Louis Armstrong, Duke Ellington, Al Jolson, Bing Crosby, Ella Fitzgerald, Judy Garland, Billie Holiday, Louis Jordan, Patsy Cline, Chuck Berry, Muddy Waters, Howlin’ Wolf, Willie Dixon, Bo Diddley, Etta James, John Lee Hooker, Buddy Guy and Little Walter. Buddy Holly, John Count Basie, Coleman Hawkins, Dizzy Gillespie, Max Roach, Art Blakey, Sonny Rollins, Charles Mingus, Ornette Coleman, Alice Coltrane, Sun Ra, Albert Ayler, Pharaoh Sanders, Bill Haley, Jackie Brenston and His Delta Cats, The Kingsmen, The Impressions. Benny Goodman, Cab Calloway, The Andrews Sisters, The Ink Spots, The Mills Brothers, Lionel Hampton, Ray Charles, Sister Rosetta Tharpe, Clara Ward, Sammy Davis Jr., Les Paul, Fats Domino, Big Mama Thornton, Burl Ives, The Weavers, Kitty Wells, Ernest Tubb, Lefty Frizzell, Loretta Lynn, George Jones, Merle Haggard, Bobby (Blue) Bland, B.B. King, Ike Turner, The Four Tops, Quincy Jones, Burt Bacharach, Joan Baez, Neil Diamond, Sonny and Cher, The Mamas and the Papas, Joni Mitchell, Captain Beefheart, Cat Stevens, The Carpenters, Gladys Knight and The Pips, Al Green, The Flying Burrito Brothers, Elton John, Lynyrd Skynyrd, Eric Clapton, Jimmy Buffett, the Eagles, Don Henley, Aerosmith, Steely Dan, Iggy Pop, Rufus and Chaka Khan, Barry White, Patti LaBelle, Yoko Ono, Tom Petty and the Heartbreakers, The Police, Sting, George Strait, Steve Earle, R.E.M., Janet Jackson, Eric B. and Rakim, New Edition, Bobby Brown, Guns N’ Roses, Queen Latifah, Mary J. Blige, Sonic Youth, No Doubt, Nine Inch Nails, Snoop Dogg, Nirvana, Soundgarden, Hole, Beck, Sheryl Crow, Tupac Shakur, Eminem, 50 Cent, The Roots.

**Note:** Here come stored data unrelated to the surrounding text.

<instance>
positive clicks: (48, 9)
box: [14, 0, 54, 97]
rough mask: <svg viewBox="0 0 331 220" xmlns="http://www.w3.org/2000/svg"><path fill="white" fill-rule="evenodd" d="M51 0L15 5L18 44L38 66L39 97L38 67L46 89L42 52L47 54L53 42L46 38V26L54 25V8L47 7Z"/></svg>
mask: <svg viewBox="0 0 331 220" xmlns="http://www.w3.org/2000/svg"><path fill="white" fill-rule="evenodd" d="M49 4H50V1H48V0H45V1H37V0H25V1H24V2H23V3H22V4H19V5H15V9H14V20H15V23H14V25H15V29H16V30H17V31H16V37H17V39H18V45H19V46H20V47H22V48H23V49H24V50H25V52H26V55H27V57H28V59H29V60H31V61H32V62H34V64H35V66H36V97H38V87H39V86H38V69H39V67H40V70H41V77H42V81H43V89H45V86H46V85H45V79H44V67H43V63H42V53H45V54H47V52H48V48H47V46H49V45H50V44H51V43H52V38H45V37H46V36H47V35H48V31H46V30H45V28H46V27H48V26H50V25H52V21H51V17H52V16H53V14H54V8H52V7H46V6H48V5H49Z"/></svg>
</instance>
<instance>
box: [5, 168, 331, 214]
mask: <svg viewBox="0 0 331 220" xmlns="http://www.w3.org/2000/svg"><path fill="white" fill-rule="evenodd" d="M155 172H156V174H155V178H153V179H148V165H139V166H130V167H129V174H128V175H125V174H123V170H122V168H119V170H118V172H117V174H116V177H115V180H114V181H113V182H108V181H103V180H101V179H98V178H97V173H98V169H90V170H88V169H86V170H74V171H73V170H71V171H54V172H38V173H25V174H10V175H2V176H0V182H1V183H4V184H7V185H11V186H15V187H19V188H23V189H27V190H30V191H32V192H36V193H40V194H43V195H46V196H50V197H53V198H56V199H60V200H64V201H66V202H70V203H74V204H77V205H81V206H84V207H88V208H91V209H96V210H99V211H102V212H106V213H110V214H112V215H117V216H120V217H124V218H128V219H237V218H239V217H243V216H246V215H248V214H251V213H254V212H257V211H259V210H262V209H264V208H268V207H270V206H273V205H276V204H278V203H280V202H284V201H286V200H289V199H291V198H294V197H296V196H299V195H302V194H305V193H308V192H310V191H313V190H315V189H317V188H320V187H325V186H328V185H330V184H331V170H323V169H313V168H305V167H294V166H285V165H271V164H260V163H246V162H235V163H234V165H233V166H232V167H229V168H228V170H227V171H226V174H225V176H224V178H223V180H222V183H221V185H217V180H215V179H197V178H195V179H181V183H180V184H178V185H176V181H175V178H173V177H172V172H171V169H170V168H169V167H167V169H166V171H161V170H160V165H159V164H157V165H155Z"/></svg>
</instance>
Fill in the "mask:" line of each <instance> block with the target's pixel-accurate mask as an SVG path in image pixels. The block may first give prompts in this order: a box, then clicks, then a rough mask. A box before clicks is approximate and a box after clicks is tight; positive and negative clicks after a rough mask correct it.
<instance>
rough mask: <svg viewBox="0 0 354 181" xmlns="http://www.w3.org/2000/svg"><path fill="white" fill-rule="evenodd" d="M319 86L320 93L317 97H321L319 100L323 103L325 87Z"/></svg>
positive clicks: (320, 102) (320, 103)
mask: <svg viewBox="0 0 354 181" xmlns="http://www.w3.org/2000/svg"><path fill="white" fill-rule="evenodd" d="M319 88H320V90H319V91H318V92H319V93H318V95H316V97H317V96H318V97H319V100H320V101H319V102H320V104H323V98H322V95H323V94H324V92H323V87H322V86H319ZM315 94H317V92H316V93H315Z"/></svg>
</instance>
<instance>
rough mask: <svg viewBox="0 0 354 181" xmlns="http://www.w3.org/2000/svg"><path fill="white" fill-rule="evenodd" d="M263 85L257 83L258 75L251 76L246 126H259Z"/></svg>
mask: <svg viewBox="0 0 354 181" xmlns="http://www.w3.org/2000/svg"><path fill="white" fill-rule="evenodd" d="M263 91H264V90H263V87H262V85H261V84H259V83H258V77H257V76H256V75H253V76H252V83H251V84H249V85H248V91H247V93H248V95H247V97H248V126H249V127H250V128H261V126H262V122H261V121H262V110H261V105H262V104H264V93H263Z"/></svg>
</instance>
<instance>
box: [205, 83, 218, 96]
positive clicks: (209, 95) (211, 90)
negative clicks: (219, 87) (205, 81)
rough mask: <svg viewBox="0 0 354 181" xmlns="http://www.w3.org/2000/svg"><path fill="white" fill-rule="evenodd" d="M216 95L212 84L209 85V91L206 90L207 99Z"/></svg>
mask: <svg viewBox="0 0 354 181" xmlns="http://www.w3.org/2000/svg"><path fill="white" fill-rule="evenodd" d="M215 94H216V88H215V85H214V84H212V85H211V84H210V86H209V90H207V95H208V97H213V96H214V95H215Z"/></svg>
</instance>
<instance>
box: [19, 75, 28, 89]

“We have been aware of ‘missing’ original Steely Dan tapes for a long time now,” reads a statement from Irving Azoff, the Dan and the Eagles' manager from the beginnings of their careers. “We’ve never been given a plausible explanation. Maybe they burned up in the big fire. In any case, it’s certainly a lost treasure.”

UMG’s accounting of its losses, detailed in a March 2009 document marked ‘CONFIDENTIAL,’ put the number of ‘assets destroyed’ at 118,230,” wrote Jody Rosen. “Randy Aronson considers that estimate low: The real number, he surmises, was ‘in the 175,000 range.’ If you extrapolate from either figure, tallying songs on album and singles masters, the number of destroyed recordings stretches into the hundreds of thousands. In another confidential report, issued later in 2009, UMG asserted that ‘an estimated 500k song titles’ were lost.

“The monetary value of the loss is difficult to calculate. [UMG Sr. Director of Vault Operations Randy] Aronson recalls hearing that the company priced the combined total of lost tape and “loss of artistry” at $150 million. But in historical terms, the dimension of the catastrophe is staggering.”